反向路径过滤可用于防止数据包从一接口传入,又从另一不同的接口传出(这有时被称为 “非对称路由” )。除非必要,否则最好将其关闭,因为它可防止来自子网络的用户采用 IP 地址欺骗手段,并减少 DDoS (分布式拒绝服务)攻击的机会。

通过 rp_filter 选项启用反向路径过滤,比如 sysctl -w net.ipv4.conf.default.rp_filter=INTEGER。支持三种选项:

  • 0 ——未进行源验证。

  • 1 ——处于如 RFC3704 所定义的严格模式。

  • 2 ——处于如 RFC3704 所定义的松散模式。

可以通过 net.ipv4.interface.rp_filter可实现对每一网络接口设置的覆盖。

TCP相关

ARP相关

ARP回收

  • gc_stale_time 每次检查neighbour记录的有效性的周期。当neighbour记录失效时,将在给它发送数据前再解析一次。缺省值是60秒。

  • gc_thresh1 存在于ARP高速缓存中的最少记录数,如果少于这个数,垃圾收集器将不会运行。缺省值是128。

  • gc_thresh2 存在 ARP 高速缓存中的最多的记录软限制。垃圾收集器在开始收集前,允许记录数超过这个数字 5 秒。缺省值是 512。
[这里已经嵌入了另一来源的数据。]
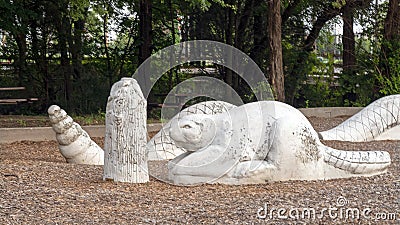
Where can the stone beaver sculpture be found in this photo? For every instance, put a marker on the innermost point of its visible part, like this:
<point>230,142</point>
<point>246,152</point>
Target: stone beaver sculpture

  • gc_thresh3 保存在 ARP 高速缓存中的最多记录的硬限制,一旦高速缓存中的数目高于此,垃圾收集器将马上运行。缺省值是1024。

比如可以增大为

net.ipv4.neigh.default.gc_thresh1=1024
net.ipv4.neigh.default.gc_thresh2=4096
net.ipv4.neigh.default.gc_thresh3=8192

ARP过滤

arp_filter - BOOLEAN

1 - Allows you to have multiple network interfaces on the same
subnet, and have the ARPs for each interface be answered
based on whether or not the kernel would route a packet from
the ARP'd IP out that interface (therefore you must use source
based routing for this to work). In other words it allows control
of which cards (usually 1) will respond to an arp request.
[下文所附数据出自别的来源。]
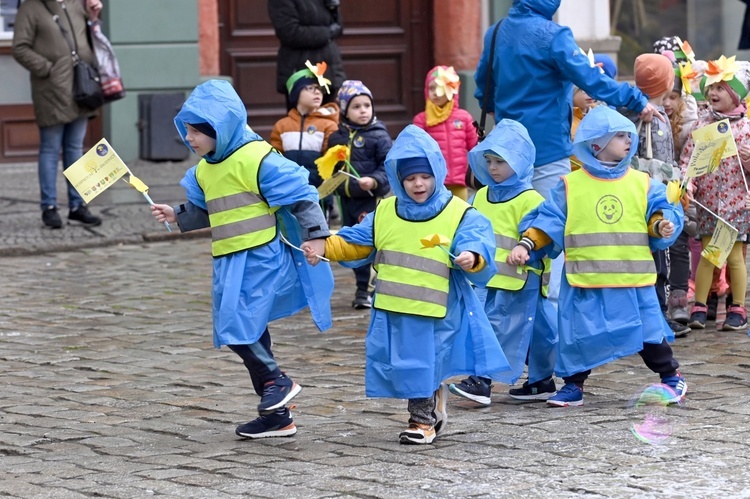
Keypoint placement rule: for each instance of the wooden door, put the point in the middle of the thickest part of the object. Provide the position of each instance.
(387, 44)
0 - (default) The kernel can respond to arp requests with addresses
from other interfaces. This may seem wrong but it usually makes
sense, because it increases the chance of successful communication.
IP addresses are owned by the complete host on Linux, not by
particular interfaces. Only for more complex setups like load-
balancing, does this behaviour cause problems.
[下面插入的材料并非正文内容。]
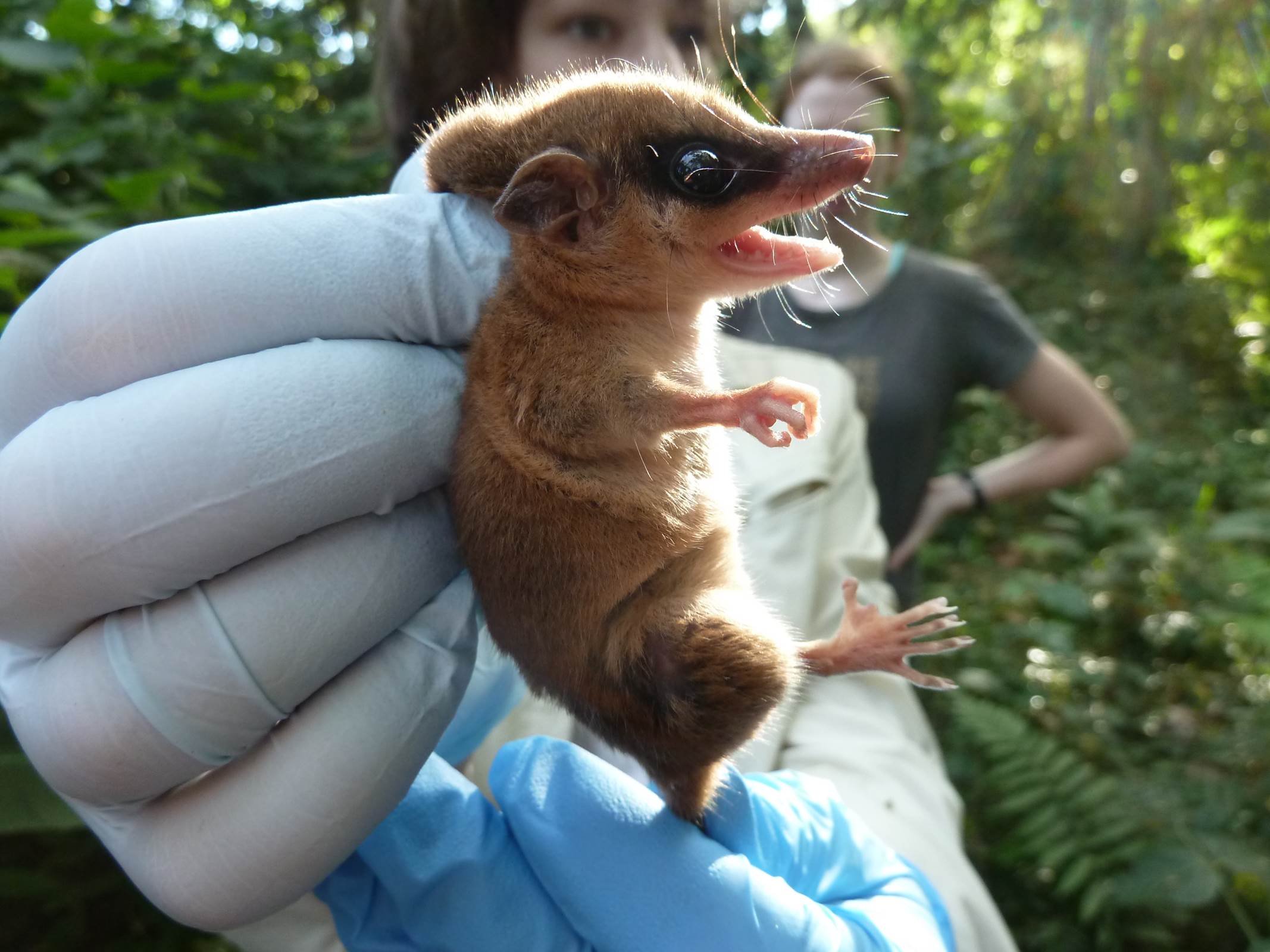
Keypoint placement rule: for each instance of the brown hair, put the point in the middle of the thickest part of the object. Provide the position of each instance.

arp_filter for the interface will be enabled if at least one of
conf/{all,interface}/arp_filter is set to TRUE,
it will be disabled otherwise

arp_announce - INTEGER

Define different restriction levels for announcing the local
source IP address from IP packets in ARP requests sent on
interface:
0 - (default) Use any local address, configured on any interface
1 - Try to avoid local addresses that are not in the target's
subnet for this interface. This mode is useful when target
hosts reachable via this interface require the source IP
address in ARP requests to be part of their logical network
configured on the receiving interface. When we generate the
request we will check all our subnets that include the
target IP and will preserve the source address if it is from
such subnet. If there is no such subnet we select source
address according to the rules for level 2.
2 - Always use the best local address for this target.
In this mode we ignore the source address in the IP packet
and try to select local address that we prefer for talks with
the target host. Such local address is selected by looking
for primary IP addresses on all our subnets on the outgoing
interface that include the target IP address. If no suitable
local address is found we select the first local address
we have on the outgoing interface or on all other interfaces,
with the hope we will receive reply for our request and
even sometimes no matter the source IP address we announce.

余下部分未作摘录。